Un maleficio del diablo, un ensalmo de brujas pesaba sobre el alma de Madison, no hay otra explicación. Ya las luces de la patrulla no eran sino una llamita borrosa, ya los policías se habían resignado a no alcanzarlos. ¡Se nos fueron esos carajos!, cuando Madison desvió el Oldsmobile a toda velocidad hacia el tragadero de esta calle ciega, taponada, sepulcral. A un tris del escape la fuga se pasmó en frenazo impuesto por una pared conminatoria.

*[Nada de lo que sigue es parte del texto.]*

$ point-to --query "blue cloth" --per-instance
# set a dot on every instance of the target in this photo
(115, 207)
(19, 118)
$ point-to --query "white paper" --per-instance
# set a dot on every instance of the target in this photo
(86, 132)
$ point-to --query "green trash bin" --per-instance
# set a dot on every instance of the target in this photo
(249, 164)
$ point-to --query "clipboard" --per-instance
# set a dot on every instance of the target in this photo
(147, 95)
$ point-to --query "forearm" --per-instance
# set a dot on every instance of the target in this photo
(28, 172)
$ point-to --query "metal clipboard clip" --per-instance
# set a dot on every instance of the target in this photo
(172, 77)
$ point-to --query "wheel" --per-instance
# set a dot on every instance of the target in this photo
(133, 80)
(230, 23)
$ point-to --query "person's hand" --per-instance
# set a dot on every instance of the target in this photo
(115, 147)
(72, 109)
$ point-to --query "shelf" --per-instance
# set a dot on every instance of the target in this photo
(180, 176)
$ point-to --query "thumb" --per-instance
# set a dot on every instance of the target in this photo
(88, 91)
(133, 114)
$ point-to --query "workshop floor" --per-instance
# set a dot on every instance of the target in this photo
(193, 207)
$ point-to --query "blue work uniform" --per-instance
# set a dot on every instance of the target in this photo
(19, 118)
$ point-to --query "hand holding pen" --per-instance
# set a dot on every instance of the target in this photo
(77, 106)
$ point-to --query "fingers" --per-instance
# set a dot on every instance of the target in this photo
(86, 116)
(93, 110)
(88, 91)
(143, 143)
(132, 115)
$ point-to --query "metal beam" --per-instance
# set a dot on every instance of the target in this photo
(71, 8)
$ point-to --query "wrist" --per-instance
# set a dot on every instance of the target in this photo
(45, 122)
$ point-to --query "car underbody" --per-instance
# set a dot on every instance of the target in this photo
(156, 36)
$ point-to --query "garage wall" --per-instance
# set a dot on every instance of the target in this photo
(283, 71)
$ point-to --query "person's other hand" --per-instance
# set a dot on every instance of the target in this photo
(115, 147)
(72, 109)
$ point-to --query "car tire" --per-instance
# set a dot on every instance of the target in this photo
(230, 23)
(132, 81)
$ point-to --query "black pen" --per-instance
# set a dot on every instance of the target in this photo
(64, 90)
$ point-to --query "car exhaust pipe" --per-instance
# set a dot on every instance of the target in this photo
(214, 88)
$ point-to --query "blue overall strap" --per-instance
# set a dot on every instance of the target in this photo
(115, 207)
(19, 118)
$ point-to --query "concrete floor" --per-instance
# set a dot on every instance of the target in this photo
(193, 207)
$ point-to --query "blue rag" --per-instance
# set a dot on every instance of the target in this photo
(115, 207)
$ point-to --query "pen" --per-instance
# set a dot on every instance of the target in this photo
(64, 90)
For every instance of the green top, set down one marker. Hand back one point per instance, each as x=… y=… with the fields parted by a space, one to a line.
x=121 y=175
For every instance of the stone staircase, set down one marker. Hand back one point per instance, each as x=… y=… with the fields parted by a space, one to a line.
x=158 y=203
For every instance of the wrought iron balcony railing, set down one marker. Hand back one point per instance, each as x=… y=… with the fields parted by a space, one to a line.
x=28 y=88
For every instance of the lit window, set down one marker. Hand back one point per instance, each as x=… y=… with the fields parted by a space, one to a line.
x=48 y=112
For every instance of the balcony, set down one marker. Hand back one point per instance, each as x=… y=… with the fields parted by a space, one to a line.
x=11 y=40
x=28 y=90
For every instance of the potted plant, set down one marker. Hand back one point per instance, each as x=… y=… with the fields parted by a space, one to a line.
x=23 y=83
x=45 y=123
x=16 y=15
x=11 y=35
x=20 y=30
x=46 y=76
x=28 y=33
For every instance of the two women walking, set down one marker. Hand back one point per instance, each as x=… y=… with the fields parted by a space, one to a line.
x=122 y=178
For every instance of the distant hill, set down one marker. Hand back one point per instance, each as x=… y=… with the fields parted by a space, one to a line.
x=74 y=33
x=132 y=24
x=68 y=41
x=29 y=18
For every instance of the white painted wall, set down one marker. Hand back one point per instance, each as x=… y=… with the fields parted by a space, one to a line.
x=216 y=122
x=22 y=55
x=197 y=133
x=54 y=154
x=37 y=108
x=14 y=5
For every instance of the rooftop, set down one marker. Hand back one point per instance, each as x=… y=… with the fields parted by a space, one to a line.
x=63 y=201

La Judicial, la Digepol, la Policía Municipal, la Guardia Nacional, el Ejército, todos los cuerpos armados de la República han acudido a librar aquella batalla desigual e implacable. Crisanto Guánchez está muerto, Madison está muerto, el Curita ha roto a llorar porque no toman en cuenta sus voces de rendición, Victorino se ha vuelto loco, definitivamente loco con una ametralladora sin balas entre las manos, más allá de los tiros burbujea la música obsesiva de una radio, "ese toro enamorado de la luna", quisiera confesarte una cosa, Blanquita.